Cluster 5 was the only cell cluster with an expression of MYB, the most common gene upregulation signature in LGACC tumors, and a high expression of GABRP, MYC, and other proto-oncogenes (Figure 2C and Figure 3A). Upon the downstream analysis of processes and pathways, cluster 5 had multiple cancer signatures including small-cell lung cancer, PI3K-Akt signaling, and pathways in cancer significantly upregulated. Pathology annotations also confirmed that cluster 5 encompasses the malignant LGACC phenotype (Figure 2D,E and Figure S2).
Cluster 3 presents transcriptionally distinct from the LGACC cluster (cluster 5) and from the surrounding supportive tissue, but histologically, it appears to be both integrated among the cancer area, as well as abutting the cancer section (Figure 4A and Figure S2). With spatial transcriptomics, we have identified a novel cancer stem cell cluster that abuts the LGACC tumor foci that is unique at the transcriptomic level. We performed Monocle trajectory analysis to investigate whether cluster 3 may be a precursor to cluster 5 or if it may arise from cluster 5. Trajectory analysis utilizes statistical models to identify the cell state order and can predict the lineages of cells [11]. Based on this analysis, cluster 3 derives from cluster 5 (Figure 4C). We individually compared cluster 3 with clusters 0 through 5 to identify the pathways upregulated in this cluster (Figure S4). Cluster 3 was found to have more of a muscle-like phenotype when compared with fibrous tissue (cluster 1) and LGACC (cluster 5) (Figure S4B,E). Yet when compared with the muscle cell clusters (clusters 0, 2, and 4), cluster 3 differential gene signatures were enriched for cancer-specific pathways (Figure S4A,C,D). Pointedly, when compared with muscle cell clusters, cluster 3 significantly overexpresses GABRP and MYC (also differentially overexpressed in the LGACC cluster), as well as CTNNB1 and COL1A1 (Figure 4B). We visualized the gene expression patterns of MYB, COL1A1, COL9A1, GABRP, CTNNB1, and MYC in the Monocle trajectory (Figure 4D).

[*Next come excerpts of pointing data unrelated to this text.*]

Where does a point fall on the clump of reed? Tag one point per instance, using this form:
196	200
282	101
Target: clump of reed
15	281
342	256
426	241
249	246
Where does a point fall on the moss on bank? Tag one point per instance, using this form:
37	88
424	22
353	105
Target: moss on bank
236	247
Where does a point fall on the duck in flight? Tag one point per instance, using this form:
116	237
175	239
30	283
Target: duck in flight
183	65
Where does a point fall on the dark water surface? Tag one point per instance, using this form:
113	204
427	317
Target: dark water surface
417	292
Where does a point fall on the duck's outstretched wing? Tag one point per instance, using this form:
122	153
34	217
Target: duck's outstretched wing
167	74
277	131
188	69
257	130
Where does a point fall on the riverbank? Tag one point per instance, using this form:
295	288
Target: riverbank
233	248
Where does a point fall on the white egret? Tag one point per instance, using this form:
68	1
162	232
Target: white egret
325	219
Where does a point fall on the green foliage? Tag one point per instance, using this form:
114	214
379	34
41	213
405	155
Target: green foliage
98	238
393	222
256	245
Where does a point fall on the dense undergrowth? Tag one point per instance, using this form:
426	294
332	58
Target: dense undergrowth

3.3. Combination of Bulk RNA-Seq and Spatial Transcriptomics Identifies Markers of LGACC and Surrounding Tissue

In our spatial transcriptomic analysis, we were able to discern a gene expression signature restricted to LGACC tumor foci. We then overlaid our bulk RNA-seq analysis to the spatial LGACC cluster (cluster 5) to elucidate an LGACC-specific transcriptomic signature. Spatial transcriptomics is extremely beneficial in discerning expression signatures restricted to specific cell types within a sample but lacks the sequencing depth of other NGS platforms. The results of our integrated analysis identified 27 statistically significant genes that are differentially expressed in the RNA-seq data and have the same directional expression in spatial transcriptomics (Figure 5A).
We also confirmed the expression and LGACC-specific localization of several markers found in our LGACC signature through immunofluorescent staining. Immunofluorescent staining selection was determined by expression level, antibody availability, and antibody performance. We conducted staining for fatty acid binding protein (FABP7) (Figure 5E–G), MYB (Figure 5C and Figure S5), and β-catenin (CTNNB1) (Figure 5C,D and Figure S5). In contrast, periostin (POSTN), which is significantly upregulated in bulk RNA-seq but was not included in our integrated bulk-spatial transcriptomic analysis, was demonstrated by immunofluorescent staining to be a marker in fibrous tissues surrounding cancer clusters (Figure 3A and Figure 5E). Collagen type 1 alpha chain 1 (COL1A1) is not specific to just LGACC; it is also expressed in the surrounding fibrotic and muscle tissue (Figure 3A and Figure 5D). We used myoglobin (MB) as a muscle marker that was noted in the spatial transcriptomic analysis to stain the surrounding muscle compared with the cancer in the immunofluorescent images (Figure 5F). All evaluated immunofluorescent staining of LGACC samples exposed specific signatures that further confirmed our bulk RNA-seq results (Figure 5 and Figure S5).

4. Discussion

LGACC is a highly aggressive and lethal cancer for which effective treatment remains elusive. Understanding the molecular characteristics specific to LGACC is critical for further treatment development, molecular monitoring of disease progression, and overall enhanced management. Through integrated bulk RNA-seq and spatial transcriptomics in this study, we elucidate the LGACC-specific component within the landscape of differential expression signatures between malignant ACC and normal excretory gland tissues. Even with the rarity of this cancer, we were able conduct bulk RNA sequencing on 5 tumor samples and further validate and characterize this signature with an additional sample for spatial transcriptomics allowing for an in-depth transcriptomic analysis. From the bulk RNA signature, we identified the signature of LGACC and the surrounding supportive tissue using spatial transcriptomics. We deconvoluted the gene expression signature from the muscle and fibrous tissue that we had observed in the bulk RNA-seq and were able to validate the LGACC-specific signature from the bulk sequencing with spatial transcriptomics. This signature can inform the development of novel targeted treatments for ACC while reducing setbacks of targeting non-ACC differential markers present in these types of specimens.
The current standard of practice in the management of LGACC uses IACC or proton therapy prior to the removal of the tumor. Due to this treatment schedule, it is extremely rare to obtain primary untreated samples of this tumor; thus, our study is performed on post-IACC samples, and the results presented must be contextualized as such [4]. Due to this limitation, and because spatial transcriptomics provides insights about a singular point in time of the tumor state, we cannot discern a precise evolution for any cell state in our specimens beyond that which is produced by lineage prediction algorithms currently available.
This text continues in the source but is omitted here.